Der heilige Mauritius war ein Schutzheiliger des Heeres, der Infanterie, der Messer- und Waffenschmiede und wurde angerufen vor Kämpfen, Gefechten und Schlachten.
Das Reichsschwert und die Heilige Lanze, Teile der Reichskleinodien, wurden ab dem Hochmittelalter ebenfalls auf den heiligen Mauritius zurückgeführt.
Zahlreiche Kirchen und Klöster stehen unter dem Patrozinium des hl. Mauritius. Mauritius gilt als Patron der Städte Coburg, Fröndenberg/Ruhr, Wiesbaden, Ingolstadt und Zwickau Kloster Niederaltaich.
Ferner ist er der Schutzpatron aller Handwerker, die mit dunkler Farbe umgehen, also der Messer- und Waffenschmiede, Färber, Krämer, Hutmacher, Glasmaler, Salzsieder, Tuchweber und Wäscher sowie der der Schutzheilige der Pferde.

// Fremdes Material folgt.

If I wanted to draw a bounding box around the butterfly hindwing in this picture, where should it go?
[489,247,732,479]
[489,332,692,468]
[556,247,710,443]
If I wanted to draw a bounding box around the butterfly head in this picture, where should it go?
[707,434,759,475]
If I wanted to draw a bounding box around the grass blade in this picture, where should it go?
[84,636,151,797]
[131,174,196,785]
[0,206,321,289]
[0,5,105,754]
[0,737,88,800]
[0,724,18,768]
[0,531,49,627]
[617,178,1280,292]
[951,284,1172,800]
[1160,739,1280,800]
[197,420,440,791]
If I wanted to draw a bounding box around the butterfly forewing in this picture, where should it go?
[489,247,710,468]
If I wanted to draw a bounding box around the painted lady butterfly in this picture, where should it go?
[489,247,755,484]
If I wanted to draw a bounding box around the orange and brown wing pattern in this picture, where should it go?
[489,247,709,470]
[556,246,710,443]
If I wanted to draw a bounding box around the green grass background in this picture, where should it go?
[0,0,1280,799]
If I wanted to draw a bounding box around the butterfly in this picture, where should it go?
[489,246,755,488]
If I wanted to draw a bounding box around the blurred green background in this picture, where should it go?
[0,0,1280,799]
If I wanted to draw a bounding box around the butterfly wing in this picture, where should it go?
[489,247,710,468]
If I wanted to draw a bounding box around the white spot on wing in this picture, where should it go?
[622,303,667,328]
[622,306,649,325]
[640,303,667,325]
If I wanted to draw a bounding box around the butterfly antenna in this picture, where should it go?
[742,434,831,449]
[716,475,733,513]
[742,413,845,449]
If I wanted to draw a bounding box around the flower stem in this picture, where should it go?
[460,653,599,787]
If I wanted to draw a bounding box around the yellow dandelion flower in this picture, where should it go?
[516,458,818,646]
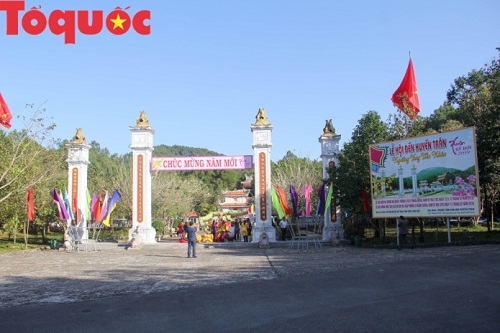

Er wird angerufen bei Ohrenleiden, Besessenheit, Gicht und kranken Kindern.
Am 19. Juli 1941 bestimmte Papst Pius XII. Sankt Mauritius zum Schutzheiligen des Alpini-Korps des italienischen Heeres.
Die Christlichen Pfadfinder – Stamm Mauritius – Twistringen haben ihn als Schutzheiligen gewählt.
Im Gegensatz zur Hl. Barbara gehört er nicht (erstaunlich) zu den Vierzehnschutzheiligen der kat. Kirche.